Our research is directed towards the whole data processing chain, from raw data to elaborated data accessible to users who search for information, who visualize for synthetic views and who perform decisional and predictive analyses.

PNG - 5.9 kb
Figure 1 : Data processing chain.

This research is organized in four axes.

Automatic Integration of heterogeneous data

Today available data compose datasets that are voluminous (mass data), that are most often heterogeneous including a large diversity of structures (structured, semi-structured and even non-structured data), and that are widely distributed. Our work addresses different aspects of data heterogeneity: entity heterogeneity, structural heterogeneity, syntactic and semantic heterogeneity of data pieces.

The issue is to propose methods and algorithms that are able to match automatically elements from multiple data or knowledge sources (holistic matching). The targeted matchings may be simple (1 to 1), multiple (1 to n or n to 1), and even complex (n to m).

Non-conventional databases management

Modern databases management systems are expected to manage huge amounts of data. This data always embed an important variety (classical relational data, structured documents – such as XML or JSON -, textual data, domain ontologies…). These systems cannot be based any more on a standard and uniform data model (i.e. relational). Conversely, they are structured over centralized (data warehouses, data lakes) and distributed storage systems that are based on non-conventional data model paradigms, such as key-value, document-oriented, column-oriented or graph-oriented data models, also called noSQL (not only SQL).
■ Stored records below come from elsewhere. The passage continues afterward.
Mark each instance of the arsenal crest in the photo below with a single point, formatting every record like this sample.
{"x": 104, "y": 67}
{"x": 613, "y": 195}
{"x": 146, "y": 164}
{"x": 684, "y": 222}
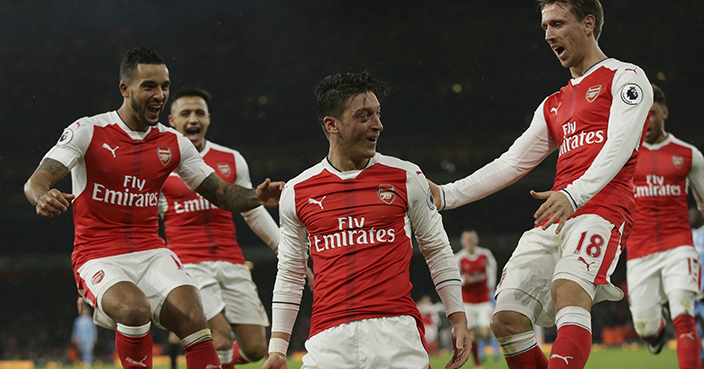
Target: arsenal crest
{"x": 592, "y": 93}
{"x": 224, "y": 169}
{"x": 164, "y": 155}
{"x": 97, "y": 277}
{"x": 387, "y": 193}
{"x": 677, "y": 161}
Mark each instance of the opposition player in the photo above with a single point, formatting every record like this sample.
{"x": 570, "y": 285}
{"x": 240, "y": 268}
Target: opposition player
{"x": 478, "y": 270}
{"x": 696, "y": 222}
{"x": 355, "y": 213}
{"x": 204, "y": 238}
{"x": 596, "y": 124}
{"x": 663, "y": 265}
{"x": 118, "y": 162}
{"x": 84, "y": 335}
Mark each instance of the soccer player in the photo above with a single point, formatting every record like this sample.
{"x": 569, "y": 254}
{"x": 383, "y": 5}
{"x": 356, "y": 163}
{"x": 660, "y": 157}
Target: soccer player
{"x": 562, "y": 267}
{"x": 662, "y": 263}
{"x": 118, "y": 161}
{"x": 84, "y": 335}
{"x": 478, "y": 269}
{"x": 355, "y": 212}
{"x": 204, "y": 238}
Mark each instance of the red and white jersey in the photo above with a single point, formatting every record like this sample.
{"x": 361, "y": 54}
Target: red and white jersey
{"x": 195, "y": 229}
{"x": 478, "y": 273}
{"x": 358, "y": 226}
{"x": 116, "y": 176}
{"x": 597, "y": 122}
{"x": 664, "y": 173}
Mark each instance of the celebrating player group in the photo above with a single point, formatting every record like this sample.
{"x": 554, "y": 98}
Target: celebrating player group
{"x": 356, "y": 212}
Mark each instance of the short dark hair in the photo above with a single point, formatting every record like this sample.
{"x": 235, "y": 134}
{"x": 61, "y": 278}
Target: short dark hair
{"x": 333, "y": 92}
{"x": 190, "y": 92}
{"x": 659, "y": 96}
{"x": 134, "y": 56}
{"x": 580, "y": 9}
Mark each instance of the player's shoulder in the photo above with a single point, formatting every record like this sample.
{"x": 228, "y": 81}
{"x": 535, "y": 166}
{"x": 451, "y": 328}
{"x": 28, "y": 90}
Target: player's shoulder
{"x": 394, "y": 162}
{"x": 684, "y": 144}
{"x": 221, "y": 148}
{"x": 305, "y": 175}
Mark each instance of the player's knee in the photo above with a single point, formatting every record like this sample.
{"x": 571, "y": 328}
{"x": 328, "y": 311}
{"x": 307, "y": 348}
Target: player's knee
{"x": 647, "y": 327}
{"x": 254, "y": 351}
{"x": 509, "y": 323}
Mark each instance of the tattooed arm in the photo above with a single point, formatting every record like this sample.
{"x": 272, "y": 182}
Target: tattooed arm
{"x": 48, "y": 201}
{"x": 235, "y": 198}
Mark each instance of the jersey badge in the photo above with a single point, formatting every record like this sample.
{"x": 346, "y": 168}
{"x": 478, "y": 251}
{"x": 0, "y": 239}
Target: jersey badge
{"x": 386, "y": 193}
{"x": 592, "y": 93}
{"x": 164, "y": 154}
{"x": 106, "y": 146}
{"x": 65, "y": 137}
{"x": 631, "y": 94}
{"x": 97, "y": 277}
{"x": 317, "y": 202}
{"x": 225, "y": 169}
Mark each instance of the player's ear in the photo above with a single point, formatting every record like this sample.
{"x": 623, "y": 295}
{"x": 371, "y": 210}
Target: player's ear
{"x": 589, "y": 23}
{"x": 331, "y": 125}
{"x": 124, "y": 89}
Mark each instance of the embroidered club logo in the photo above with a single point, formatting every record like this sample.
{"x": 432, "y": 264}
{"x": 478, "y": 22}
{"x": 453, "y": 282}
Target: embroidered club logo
{"x": 387, "y": 193}
{"x": 164, "y": 154}
{"x": 97, "y": 277}
{"x": 592, "y": 93}
{"x": 631, "y": 94}
{"x": 224, "y": 169}
{"x": 65, "y": 137}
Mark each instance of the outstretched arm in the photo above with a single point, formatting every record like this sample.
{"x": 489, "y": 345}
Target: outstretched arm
{"x": 48, "y": 201}
{"x": 234, "y": 198}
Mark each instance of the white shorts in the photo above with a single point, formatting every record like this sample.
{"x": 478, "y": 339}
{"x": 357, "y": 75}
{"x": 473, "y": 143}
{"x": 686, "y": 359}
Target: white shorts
{"x": 229, "y": 287}
{"x": 392, "y": 342}
{"x": 651, "y": 278}
{"x": 586, "y": 252}
{"x": 478, "y": 315}
{"x": 156, "y": 272}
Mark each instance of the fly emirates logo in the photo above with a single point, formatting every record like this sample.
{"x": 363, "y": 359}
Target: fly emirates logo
{"x": 350, "y": 232}
{"x": 124, "y": 196}
{"x": 656, "y": 186}
{"x": 574, "y": 141}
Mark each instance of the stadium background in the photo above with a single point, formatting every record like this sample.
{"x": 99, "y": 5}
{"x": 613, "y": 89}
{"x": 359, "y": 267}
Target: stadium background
{"x": 466, "y": 76}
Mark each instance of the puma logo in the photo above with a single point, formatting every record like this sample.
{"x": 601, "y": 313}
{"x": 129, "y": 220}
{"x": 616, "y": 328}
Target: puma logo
{"x": 553, "y": 356}
{"x": 111, "y": 149}
{"x": 135, "y": 362}
{"x": 585, "y": 262}
{"x": 319, "y": 203}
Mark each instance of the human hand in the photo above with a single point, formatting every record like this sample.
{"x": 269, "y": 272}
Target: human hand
{"x": 557, "y": 207}
{"x": 461, "y": 343}
{"x": 268, "y": 192}
{"x": 53, "y": 202}
{"x": 435, "y": 191}
{"x": 275, "y": 360}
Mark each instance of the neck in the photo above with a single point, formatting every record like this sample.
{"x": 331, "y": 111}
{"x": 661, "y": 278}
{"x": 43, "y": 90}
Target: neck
{"x": 590, "y": 59}
{"x": 344, "y": 162}
{"x": 130, "y": 119}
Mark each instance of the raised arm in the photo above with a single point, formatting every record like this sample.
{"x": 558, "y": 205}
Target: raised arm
{"x": 38, "y": 189}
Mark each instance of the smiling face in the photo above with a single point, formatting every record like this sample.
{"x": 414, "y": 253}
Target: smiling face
{"x": 145, "y": 95}
{"x": 190, "y": 116}
{"x": 568, "y": 37}
{"x": 354, "y": 135}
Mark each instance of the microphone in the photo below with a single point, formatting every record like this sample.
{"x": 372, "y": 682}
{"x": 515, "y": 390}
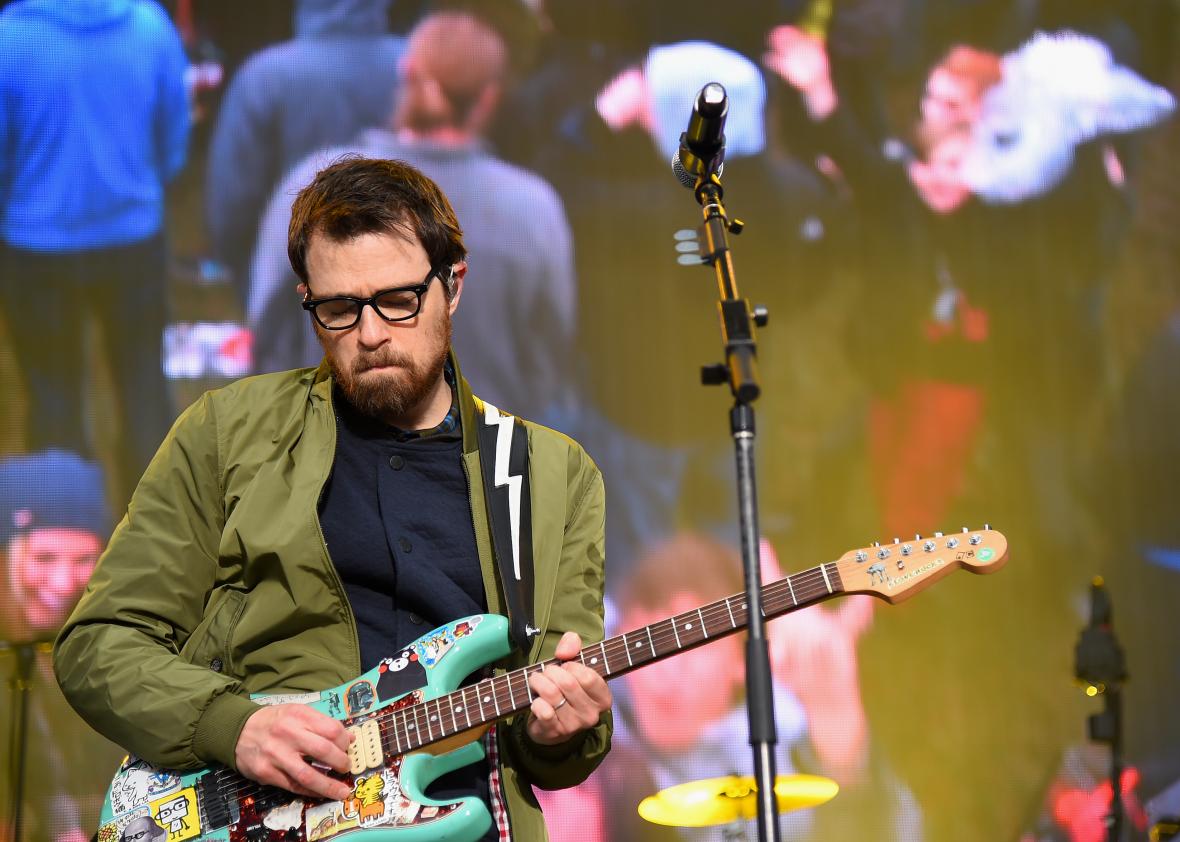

In this context, the issue is developing, on the one hand, novel design methods promoting explicitly formalized data representation models (concepts and formalisms). On the other hand, such data models require formalized languages that allow manipulating and processing data. Such languages should prove the completeness of a closed algebraic core of elementary operators in order to ensure the model coverage, and should guarantee the validity and the power of expressivity of the language.

User oriented data

Complex systems, that are able to be more efficient by adapting themselves, strongly require some knowledge about the user. This knowledge is often stored into a user profile that is a set of data characterizing the user (his contexthis habits and the way of using the system)).

In this context, the issue is to define contextual profiles (spatio-temporal, egocentric, etc.) of each user or user set (group). These profiles are then used in order to propose new models or algorithms in recommender systems or information filtering systems. Profile construction technics are also used in social networks analysis context (community, fraud, influence or sentiment detection).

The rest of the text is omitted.